Settlement With New York State's Largest Karate School Chain Ends Deceptive Practices

Attorney General Spitzer today announced a settlement with the owner of the state's largest chain of karate schools, which will end the school's deceptive sales tactics, refund $36,000 to consumers and require the owner to comply with New York state franchise law.

The settlement requires that Daniel Schulmann, the owner of Tiger Schulmann's Karate Centers, and the entities he controls, pay $195,000 in penalties and costs and register the school as a franchise with the Attorney General's office. Forty two New York consumers will receive refunds averaging $850.

The Attorney General had charged that Schulmann violated the state's Deceptive Acts and Practices Statute, the Health Club Services Act, the Franchise Act and the Executive and Judiciary laws. Although Schulmann operates 35 karate centers, including 15 in the tri-state area, he denied in court that the chain was a franchise. Spitzer's investigation found otherwise.

"The repeated and persistent violations of the law by Tiger Schulmann's Karate Centers and Daniel Schulmann demonstrated his disregard for consumers and franchisees alike," Spitzer said. "We will not allow New York consumers and investors to be bullied or deceived by the illegal business tactics used by this operator."

Spitzer also found that the school engaged in "bait and switch" sales tactics to entice consumers into signing up for karate classes. Students paid an initial fee of $1,500 for 150 classes. However, high pressure sales tactics were used to induce students who had not completed the 150 classes to sign a second contract for intermediate classes, which cost $3,525 for 250 sessions. Refunds were not given for unused classes and students could not advance to the next level of instruction without signing the more expensive contract. Thus, students were being charged $5,000 for 400 classes.

Daniel Schulmann, the sole shareholder of UAK Management Company, the franchisor of the karate centers, denied that the chain bearing his name was a franchise even though all the centers paid franchise fees, taught the same style of karate, used the same logos and pooled their monies for advertising.

The settlement also requires Schulmann to register the centers as a franchise, offer New York franchisees the option of ending their agreement with Schulmann and to provide frianchisees a copy of the prospectus of UAK Management Company.

"To the detriment of several investors, Schulmann sold several franchises and then terminated these franchisees without registering a prospectus with my office and without providing them a prospectus, which is required by state law," Spitzer said. "The law requires Tiger Schulmann to disclose the financial history of the company and other material information on how it operates its business so that prospective franchisees can make informed investment decisions."

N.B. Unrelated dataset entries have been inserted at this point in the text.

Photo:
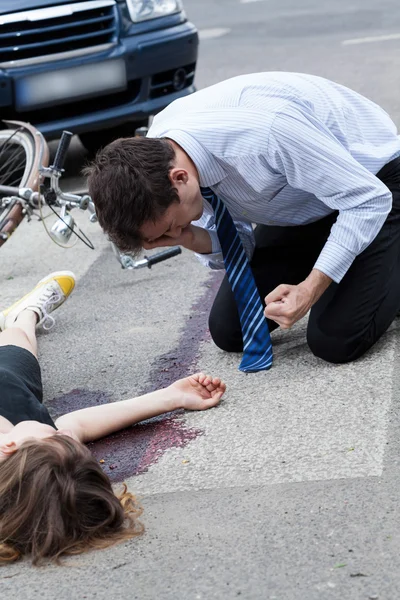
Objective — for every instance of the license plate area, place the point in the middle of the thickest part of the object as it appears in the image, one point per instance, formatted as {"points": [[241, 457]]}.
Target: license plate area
{"points": [[66, 85]]}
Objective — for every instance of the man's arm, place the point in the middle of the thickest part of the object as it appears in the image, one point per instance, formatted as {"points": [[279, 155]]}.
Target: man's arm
{"points": [[311, 159]]}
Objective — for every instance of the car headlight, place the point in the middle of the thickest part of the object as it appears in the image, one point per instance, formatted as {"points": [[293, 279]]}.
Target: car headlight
{"points": [[143, 10]]}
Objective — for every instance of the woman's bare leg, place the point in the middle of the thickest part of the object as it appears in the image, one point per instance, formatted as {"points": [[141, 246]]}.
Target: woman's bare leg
{"points": [[22, 332]]}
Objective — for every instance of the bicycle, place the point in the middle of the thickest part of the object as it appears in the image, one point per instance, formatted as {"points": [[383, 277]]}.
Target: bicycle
{"points": [[24, 167]]}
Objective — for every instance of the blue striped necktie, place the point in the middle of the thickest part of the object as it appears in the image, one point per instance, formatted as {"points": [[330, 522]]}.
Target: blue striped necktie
{"points": [[257, 346]]}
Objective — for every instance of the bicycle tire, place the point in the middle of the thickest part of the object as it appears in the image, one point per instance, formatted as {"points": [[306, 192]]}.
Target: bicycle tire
{"points": [[33, 145]]}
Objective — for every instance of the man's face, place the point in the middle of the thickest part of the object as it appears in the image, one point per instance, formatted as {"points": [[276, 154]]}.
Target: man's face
{"points": [[180, 214]]}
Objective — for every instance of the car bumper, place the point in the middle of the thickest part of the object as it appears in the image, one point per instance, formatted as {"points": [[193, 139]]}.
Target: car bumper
{"points": [[160, 68]]}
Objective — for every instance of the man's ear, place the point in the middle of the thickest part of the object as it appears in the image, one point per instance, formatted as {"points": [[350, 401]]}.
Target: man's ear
{"points": [[177, 176], [8, 448]]}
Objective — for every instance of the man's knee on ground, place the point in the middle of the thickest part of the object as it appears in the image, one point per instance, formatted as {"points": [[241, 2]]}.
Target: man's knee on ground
{"points": [[225, 336], [332, 349]]}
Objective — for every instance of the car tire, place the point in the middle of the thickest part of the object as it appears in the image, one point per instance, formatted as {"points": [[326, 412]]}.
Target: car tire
{"points": [[94, 140]]}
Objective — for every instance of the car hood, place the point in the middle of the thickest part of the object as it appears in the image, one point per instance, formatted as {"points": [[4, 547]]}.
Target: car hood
{"points": [[10, 6]]}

As part of the settlement, Schulmann agreed to end 11 defamation lawsuits he filed against a franchisee shortly after the franchisee testified in court for the Attorney General. In addition, UAK's franchise registration filings will be monitored by the National Franchise Council. UAK officials will also be required to attend franchise sales law training.

Assistant Attorney General William Estes said more than 50 consumer complaints had been received by the Attorney General's office and other agencies concerning the business practices of Tiger Schulmann's Karate Centers.

The centers are also being investigated by the Pennsylvania Attorney General's Office.

Assistant Attorney General Joseph Punturo, head of the Franchise Section, and Assistant Attorney General William Estes handled the case, under the supervision of Investor Protection and Securities Bureau Chief Eric Dinallo and Consumer Frauds Bureau Chief Tom Conway.